The FDA hosted a webinar on May 14 summarizing the final rule. Slides are available now and the full presentation and transcript should be posted by May 24. The FDA has updated its webpage for LDTs to add a table that clarifies the categories of LDTs discussed in the final rule and to illustrate how the five phaseout policy stages apply to each IVD category.
AdvaMed Statement
AdvaMed, the Medtech Association, released the following statements from President and CEO Scott Whitaker and Zach Rothstein, Executive Director of AdvaMedDx, on FDA’s final rule for Laboratory Developed Tests (LDTs):
“We appreciate FDA’s commitment to ensuring the safety and effectiveness of in vitro diagnostic tests, regardless of their source, which is what today’s rule would accomplish,” Whitaker said. “We hope this rule is just the first step toward comprehensive reform of the framework for diagnostic test regulation overall, which the VALID Act would accomplish through Congress. This reform is critical to supporting the continued innovation of safe, effective, and high-quality diagnostic tests.”
“This rule represents significant progress in ensuring that diagnostic tests, regardless of where they were developed, meet FDA’s rigorous standards for safety and effectiveness,” Rothstein said. “We also encourage Congress to pass the bipartisan VALID Act, which would establish a modernized, diagnostics-specific regulatory framework for all diagnostics tests. We remain committed to advocating for this important legislation and we look forward to continuing our collaboration with Congress and all stakeholders in these efforts.”
Verifying Accurate Leading-Edge IVCT Development (VALID) Act
For years, Congress has been urged by a growing coalition of state life sciences associations, patient groups, and other stakeholders, to enact legislation that will modernize the FDA’s regulation of diagnostic tests, giving the agency the authority, the framework, and the resources to balance proper oversight with advancement of innovation.
In 2023, lawmakers began pushing again for the creation of a program to modernize FDA regulation of diagnostic tests through the Verifying Accurate Leading-Edge In Vitro Clinical Tests (IVCTs) Development (VALID) Act. The VALID Act of 2023 (H.R.2369), bipartisan legislation introduced in March 2023 and cosponsored by Rep. Diana DeGette (D-CO-1), was another opportunity for Congress to act on comprehensive diagnostic regulatory reform that failed to move forward in 2023.

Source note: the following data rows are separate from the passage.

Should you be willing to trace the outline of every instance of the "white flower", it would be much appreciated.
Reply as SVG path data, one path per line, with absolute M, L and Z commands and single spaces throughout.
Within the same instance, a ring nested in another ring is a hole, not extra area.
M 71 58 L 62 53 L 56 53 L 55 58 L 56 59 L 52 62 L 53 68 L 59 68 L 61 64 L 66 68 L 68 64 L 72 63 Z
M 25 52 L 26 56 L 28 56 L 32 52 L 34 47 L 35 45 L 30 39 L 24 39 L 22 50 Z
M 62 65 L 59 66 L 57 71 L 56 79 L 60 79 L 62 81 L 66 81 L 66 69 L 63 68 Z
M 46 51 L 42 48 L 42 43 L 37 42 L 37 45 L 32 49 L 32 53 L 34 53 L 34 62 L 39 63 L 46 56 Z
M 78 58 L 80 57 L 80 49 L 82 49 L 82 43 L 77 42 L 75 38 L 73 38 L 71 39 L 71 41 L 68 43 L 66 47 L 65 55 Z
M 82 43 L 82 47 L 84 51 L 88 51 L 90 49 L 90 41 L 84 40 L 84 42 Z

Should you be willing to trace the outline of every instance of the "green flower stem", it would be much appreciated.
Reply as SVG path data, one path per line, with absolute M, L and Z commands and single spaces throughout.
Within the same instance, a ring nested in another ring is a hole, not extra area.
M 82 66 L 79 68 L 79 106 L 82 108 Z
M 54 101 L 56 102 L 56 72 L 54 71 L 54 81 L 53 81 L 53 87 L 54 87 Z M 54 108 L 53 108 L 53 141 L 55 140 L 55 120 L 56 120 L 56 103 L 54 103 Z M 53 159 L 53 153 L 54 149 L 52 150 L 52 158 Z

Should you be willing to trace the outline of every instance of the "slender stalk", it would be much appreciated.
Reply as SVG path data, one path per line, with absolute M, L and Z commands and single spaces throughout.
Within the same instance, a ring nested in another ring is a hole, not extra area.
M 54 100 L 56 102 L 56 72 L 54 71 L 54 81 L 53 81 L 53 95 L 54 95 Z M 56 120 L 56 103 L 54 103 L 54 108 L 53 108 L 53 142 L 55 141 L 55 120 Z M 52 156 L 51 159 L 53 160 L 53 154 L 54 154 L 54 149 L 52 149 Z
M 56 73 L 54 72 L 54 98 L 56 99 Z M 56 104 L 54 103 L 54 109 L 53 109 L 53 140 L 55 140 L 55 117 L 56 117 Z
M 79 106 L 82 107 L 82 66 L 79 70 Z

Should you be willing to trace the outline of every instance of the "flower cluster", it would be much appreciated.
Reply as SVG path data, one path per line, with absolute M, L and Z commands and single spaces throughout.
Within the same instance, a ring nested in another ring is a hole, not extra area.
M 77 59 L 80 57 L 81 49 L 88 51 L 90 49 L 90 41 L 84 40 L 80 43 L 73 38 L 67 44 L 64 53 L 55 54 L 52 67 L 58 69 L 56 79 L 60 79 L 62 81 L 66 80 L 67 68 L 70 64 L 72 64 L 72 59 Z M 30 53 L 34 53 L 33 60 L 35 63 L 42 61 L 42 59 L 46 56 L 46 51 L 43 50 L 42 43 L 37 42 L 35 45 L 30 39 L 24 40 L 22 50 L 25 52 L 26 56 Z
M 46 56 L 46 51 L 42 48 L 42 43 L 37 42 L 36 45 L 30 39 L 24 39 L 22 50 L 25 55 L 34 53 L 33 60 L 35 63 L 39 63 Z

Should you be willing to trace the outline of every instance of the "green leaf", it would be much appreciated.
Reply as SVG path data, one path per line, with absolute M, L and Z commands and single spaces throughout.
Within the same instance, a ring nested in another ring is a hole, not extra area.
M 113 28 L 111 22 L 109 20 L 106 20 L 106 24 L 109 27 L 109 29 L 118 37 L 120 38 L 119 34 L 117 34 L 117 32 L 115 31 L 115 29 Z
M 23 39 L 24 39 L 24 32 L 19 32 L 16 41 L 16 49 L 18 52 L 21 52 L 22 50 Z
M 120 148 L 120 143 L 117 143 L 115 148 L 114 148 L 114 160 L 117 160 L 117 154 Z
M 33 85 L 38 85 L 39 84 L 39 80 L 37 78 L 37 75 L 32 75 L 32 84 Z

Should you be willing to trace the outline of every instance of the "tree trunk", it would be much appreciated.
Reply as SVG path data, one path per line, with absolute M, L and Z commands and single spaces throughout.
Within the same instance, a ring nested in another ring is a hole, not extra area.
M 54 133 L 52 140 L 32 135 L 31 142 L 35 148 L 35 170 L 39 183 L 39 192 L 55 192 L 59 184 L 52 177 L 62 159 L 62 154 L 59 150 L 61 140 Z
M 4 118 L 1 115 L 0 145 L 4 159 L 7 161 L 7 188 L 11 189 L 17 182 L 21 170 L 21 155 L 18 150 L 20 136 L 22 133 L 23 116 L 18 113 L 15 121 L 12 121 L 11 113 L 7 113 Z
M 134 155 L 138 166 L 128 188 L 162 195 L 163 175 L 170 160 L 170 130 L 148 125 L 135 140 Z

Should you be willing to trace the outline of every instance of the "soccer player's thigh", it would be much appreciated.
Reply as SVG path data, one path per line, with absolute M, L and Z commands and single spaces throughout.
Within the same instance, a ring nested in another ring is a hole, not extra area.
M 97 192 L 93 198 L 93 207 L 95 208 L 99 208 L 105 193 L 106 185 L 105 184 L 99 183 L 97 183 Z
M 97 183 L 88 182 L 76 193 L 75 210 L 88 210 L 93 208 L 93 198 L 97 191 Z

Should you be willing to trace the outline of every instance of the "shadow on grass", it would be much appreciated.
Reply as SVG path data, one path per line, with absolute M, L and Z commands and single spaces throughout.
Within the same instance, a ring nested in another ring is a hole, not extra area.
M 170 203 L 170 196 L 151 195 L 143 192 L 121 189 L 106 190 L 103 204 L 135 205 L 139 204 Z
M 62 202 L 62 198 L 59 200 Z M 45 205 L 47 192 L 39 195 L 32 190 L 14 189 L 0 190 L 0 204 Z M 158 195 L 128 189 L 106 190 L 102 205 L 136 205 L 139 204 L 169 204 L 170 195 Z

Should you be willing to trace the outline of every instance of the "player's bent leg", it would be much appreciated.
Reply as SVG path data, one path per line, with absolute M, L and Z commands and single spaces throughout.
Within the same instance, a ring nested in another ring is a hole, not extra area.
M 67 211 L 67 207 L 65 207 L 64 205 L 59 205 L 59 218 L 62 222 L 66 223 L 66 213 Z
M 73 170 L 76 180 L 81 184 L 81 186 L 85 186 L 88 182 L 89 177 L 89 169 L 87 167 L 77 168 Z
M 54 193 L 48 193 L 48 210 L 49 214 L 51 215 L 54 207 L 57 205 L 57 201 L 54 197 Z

Under this new, modernized framework, the unique characteristics of diagnostic tests would be differentiated from medical devices. Hospitals and laboratories could submit their technologies for electronic review, and diagnostics developed to address an unmet medical need could be expedited, speeding high-quality, reliable, and innovative tests to providers and patients, while providing the FDA with tools to administer effective oversight of these tests.
CBSA position and engagement: CBSA supports the VALID Act and continues to strongly advocate for it along with our national partners. Modernization of the regulation of all LDTs and IVDs under a single, predictable, diagnostic-specific, and risk-based regulatory framework is needed to foster innovation, embrace scientific advances, ensure consistency in development, accuracy, and reliability of all tests, and advance patient care and public health. CBSA applauds Colorado Congresswoman Diana DeGette for her tireless leadership in working with key stakeholders to shape and champion this important legislation.
Although the FDA’s new final rule simply regulating LDTs as IVDs and phasing out the FDA’s general enforcement discretion approach to LDTs does not align with the modernized regulatory framework we have been advocating for through the VALID Act, we hope this rule will serve as a first step toward more holistic reform.